We had been chatting for nearly an hour when it occurred that I had not mentioned Tim Ryan’s book, at least not directly. This was right after he shared a story about having cocktails one night in San Francisco with Gil Clancy, Boz Scaggs and Mikhail Baryshnikov.
Tim Ryan was a broadcaster of sports for 52 years, more than 30 sports in 20 countries, and somebody else always paid for it. And that is why when he sat down to put it all to paper, it occurred he might be sitting for a while, and that he might need a lot of paper.
And that he should call it “On Someone Else’s Nickel: A Life in Television, Sports and Travel.”
You can purchase Tim Ryan’s memoir through Amazon.com or BarnesandNoble.com. And then later this year, after the Vegas Golden Knights have dropped the puck and you bring your copy to T-Mobile Arena and you can spot Ryan and his daughter Kimberley (who lives in Summerlin) watching the Golden Knights skate against the Canadiens or the Maple Leafs or even the Arizona Coyotes, the author said he will autograph it with pleasure.
Ryan graduated from Notre Dame, at a time when the Fighting Irish were even worse in football than they are now. But he was born in Winnipeg, raised in Toronto. And so while his father, Joe, was general manager of three Canadian Football League teams — Winnipeg, Montreal and Edmonton — and is enshrined in the CFL Hall of Fame with Bud Grant and some other guys, hockey is in Tim Ryan’s DNA.
In a roundabout, fate-would-have-it way, Ryan owes everything he accomplished in sports broadcasting to hockey, and the startup of the California/Oakland Seals in 1967 — and their ultimate demise.
The Seals had hired him to be director of public relations. When he tested positive for hockey DNA, they made him the play-by-play man, too.
By 1970, Tim Ryan, with a wife and three kids to feed, was out of a job.
The Seals never had a winning season before moving to Cleveland, where they became the Barons but lost some more before merging with the Minnesota North Stars.
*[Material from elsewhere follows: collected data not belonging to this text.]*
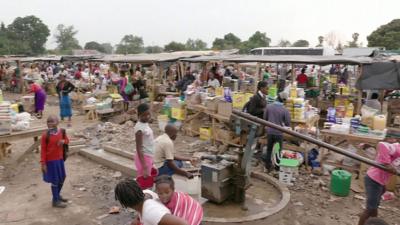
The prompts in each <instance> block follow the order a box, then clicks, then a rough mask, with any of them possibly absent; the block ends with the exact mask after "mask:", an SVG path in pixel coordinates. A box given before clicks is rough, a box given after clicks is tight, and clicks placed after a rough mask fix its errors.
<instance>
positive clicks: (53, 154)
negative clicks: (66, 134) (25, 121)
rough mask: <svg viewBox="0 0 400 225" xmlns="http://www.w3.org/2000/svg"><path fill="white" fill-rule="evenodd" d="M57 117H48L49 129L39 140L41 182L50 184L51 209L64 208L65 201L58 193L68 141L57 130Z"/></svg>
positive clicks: (64, 135)
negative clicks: (64, 153) (65, 150)
mask: <svg viewBox="0 0 400 225" xmlns="http://www.w3.org/2000/svg"><path fill="white" fill-rule="evenodd" d="M58 122H59V120H58V117H57V116H54V115H52V116H49V117H48V118H47V127H48V128H49V129H48V130H47V131H46V132H45V133H43V135H42V140H41V161H40V163H41V165H42V172H43V180H44V181H45V182H47V183H51V192H52V194H53V207H57V208H65V207H67V205H66V204H65V202H67V200H66V199H64V198H63V197H61V195H60V192H61V189H62V186H63V184H64V180H65V177H66V174H65V167H64V159H63V151H64V148H63V145H64V144H68V142H69V139H68V137H67V136H66V134H65V131H62V130H61V129H58V128H57V125H58Z"/></svg>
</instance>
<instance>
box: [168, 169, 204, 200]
mask: <svg viewBox="0 0 400 225" xmlns="http://www.w3.org/2000/svg"><path fill="white" fill-rule="evenodd" d="M172 179H173V180H174V182H175V189H176V190H177V191H181V192H184V193H188V194H189V195H191V196H194V197H200V194H201V180H200V179H199V176H194V177H193V179H188V178H186V177H183V176H179V175H176V174H174V175H172Z"/></svg>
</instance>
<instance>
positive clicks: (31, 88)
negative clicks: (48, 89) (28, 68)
mask: <svg viewBox="0 0 400 225" xmlns="http://www.w3.org/2000/svg"><path fill="white" fill-rule="evenodd" d="M28 84H29V93H34V94H35V113H36V114H37V118H38V119H41V118H42V116H43V110H44V104H45V103H46V97H47V96H46V92H45V91H44V90H43V88H42V87H41V86H40V85H39V84H36V83H35V82H33V80H32V79H28Z"/></svg>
The North Stars ultimately relocated to Dallas.
So while everybody around here is excited about the Golden Knights dropping the puck, Tim Ryan said it might be a good idea to put the puck in the net once it is dropped, which is never easy for an expansion team.
“I’m excited about an NHL franchise coming there … but all of us were optimistic about (the Seals) too, because the franchise had done so well in the WHL,” Ryan said, alluding to the Seals’ minor league heyday in the Western Hockey League.
Like here, there was a glittering new arena in which to play — the same one the Golden State Warriors still play basketball in today.
“What we had not realized is that people would not be willing to come across the (San Francisco-Oakland Bay) bridge to watch hockey, and it became impossible to build interest in hockey in Oakland after that,” Ryan said.
At least hockey fans here won’t have to cross a bridge.
Tim Ryan said he was going to watch the Red Wings skate with Sharks on Saturday in San Jose, where the old Seals will have a reunion. Stories will be told, and I’m sure the old Seals will get a kick out of the one about Ryan, Gil Clancy, Boz Scaggs and Mikhail Baryshnikov having drinks at Tosca in North Beach.
Ryan was sitting high in the War Memorial Opera House watching Baryshnikov do pirouettes when he spotted Terry Bradshaw’s bald head in the seats below. The opera had been wife JoJo Starbuck’s idea, Terry said during intermission. Ryan said he was meeting boxing sidekick Clancy afterward at Tosca, which Baryshnikov was said to frequent when in town.
A fight fan who looked familiar approached their table. It was musician Boz Scaggs, and when Baryshnikov arrived, it was Boz who did the Lido Shuffle and made the introductions.
Tim Ryan told Mikhail Baryshnikov he wanted to make a documentary about impalas in Zimbabwe set to ballet music, because impalas are graceful. His hope: that Baryshnikov, a fellow enthusiast of African wildlife, might be the choreographer.
Misha’s ballet schedule forced him to pass, and the documentary never got made, but Tim Ryan went on to call 10 Olympics, and once won a bet with Bob Arum that involved a Carthusian monk and a mountaintop monastery overlooking Grenoble, France.
If you want details, you’ll have to buy the book.